Thermodynamics, a model of the symmetry restoration in the universe

[molkee]

Homework Statement

The energy density (u=E/V) of a thermodynamic system (used as a model of symmetry restoration in the early universe) is given by:

$$u(T)=aT^4 + \Lambda(T)$$ where $$\Lambda =0, T \leq T_0$$ or $$\Lambda =\Lambda_0, T>T_0$$

$$k_B T_0 = 10^{14} GeV$$

a) Calculate the Helmholtz free energy for the system

b) Calculate the pressure and entropy from a). To fix any constants of integration, use the condition $$p=aT^4/3$$ at *very low *temperatures

c) find the factor by which the volume changes if a container of this stiff is adiabatically and reversibly cooled from T just above T_0 to T just below T_0

d) suppose that the system cools reversible to zero in a metastable phase in which $$\Lambda$$ remains stuck at $$\Lambda_0$$ (instead of going to zero below T_0). What are the values of energy and entropy in this limit?

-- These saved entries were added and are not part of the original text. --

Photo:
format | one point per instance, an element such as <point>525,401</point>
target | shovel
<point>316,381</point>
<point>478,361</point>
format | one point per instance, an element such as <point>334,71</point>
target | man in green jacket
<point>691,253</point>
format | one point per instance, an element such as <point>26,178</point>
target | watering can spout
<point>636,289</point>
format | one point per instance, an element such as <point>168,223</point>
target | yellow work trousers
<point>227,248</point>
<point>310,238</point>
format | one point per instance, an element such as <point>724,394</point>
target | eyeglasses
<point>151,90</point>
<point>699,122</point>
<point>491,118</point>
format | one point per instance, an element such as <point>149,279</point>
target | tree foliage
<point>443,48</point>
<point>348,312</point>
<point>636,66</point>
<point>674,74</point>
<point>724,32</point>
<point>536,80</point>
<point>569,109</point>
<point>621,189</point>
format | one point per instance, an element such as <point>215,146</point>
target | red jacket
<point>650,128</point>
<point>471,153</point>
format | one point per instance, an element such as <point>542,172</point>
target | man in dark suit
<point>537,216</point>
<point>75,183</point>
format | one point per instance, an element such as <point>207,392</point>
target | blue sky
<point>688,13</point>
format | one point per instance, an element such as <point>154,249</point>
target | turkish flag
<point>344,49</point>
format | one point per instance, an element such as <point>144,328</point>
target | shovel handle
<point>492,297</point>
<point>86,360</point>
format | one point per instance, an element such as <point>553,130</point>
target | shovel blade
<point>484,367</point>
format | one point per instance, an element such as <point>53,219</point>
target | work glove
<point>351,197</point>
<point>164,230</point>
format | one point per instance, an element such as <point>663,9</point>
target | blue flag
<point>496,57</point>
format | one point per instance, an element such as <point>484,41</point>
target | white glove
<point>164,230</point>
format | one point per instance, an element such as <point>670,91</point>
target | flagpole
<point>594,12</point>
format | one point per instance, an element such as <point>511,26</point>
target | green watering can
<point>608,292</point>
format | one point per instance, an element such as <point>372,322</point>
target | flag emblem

e) the system then spontaneously and rapidly decays to the stable state in which $$\Lambda=0$$. Find the final temperature of the system and the entropy change of the transition.

Homework Equations

will be used in the next section

The Attempt at a Solution

a) The equation $$\left (\frac{\partial (F/T)}{\partial T}\right )_V=-\frac{E}{T^2}$$ should be used. After the integration, F/T is defined up to a constant F_0.

b) F(T,V) from a) should be differentiated with respect to T and V.

c) The equation $$dE(T,V)+p(T)dV=0$$ for adiabatic process should be used. It will give us the connection between T and V in this process.

We know p(T) (from b)) and E(T,V).

d)no idea

e)no idea

Am I doing something wrong or not?

 

[mark726]

Your approach seems correct so far. Here are some additional steps for parts d) and e):

d) For the metastable phase where \Lambda remains at \Lambda_0, the Helmholtz free energy is still given by F(T,V) from part a). To find the energy and entropy in this limit, you can use the equations E(T,V) = -T^2 \frac{\partial (F/T)}{\partial T} and S(T,V) = -\frac{\partial F}{\partial T}.

e) To find the final temperature and entropy change of the transition, you can use the condition that the system is at equilibrium at both \Lambda = \Lambda_0 and \Lambda = 0. This means that the Helmholtz free energy is the same at both points, so F(T_f,V_f) = F(T_i,V_i), where T_f is the final temperature and T_i is the initial temperature. You can also use the fact that the change in entropy is given by \Delta S = \int_{T_i}^{T_f} \frac{C_V}{T} dT, where C_V is the specific heat at constant volume. You can use the expression for C_V given in the problem statement to evaluate this integral and find the final temperature.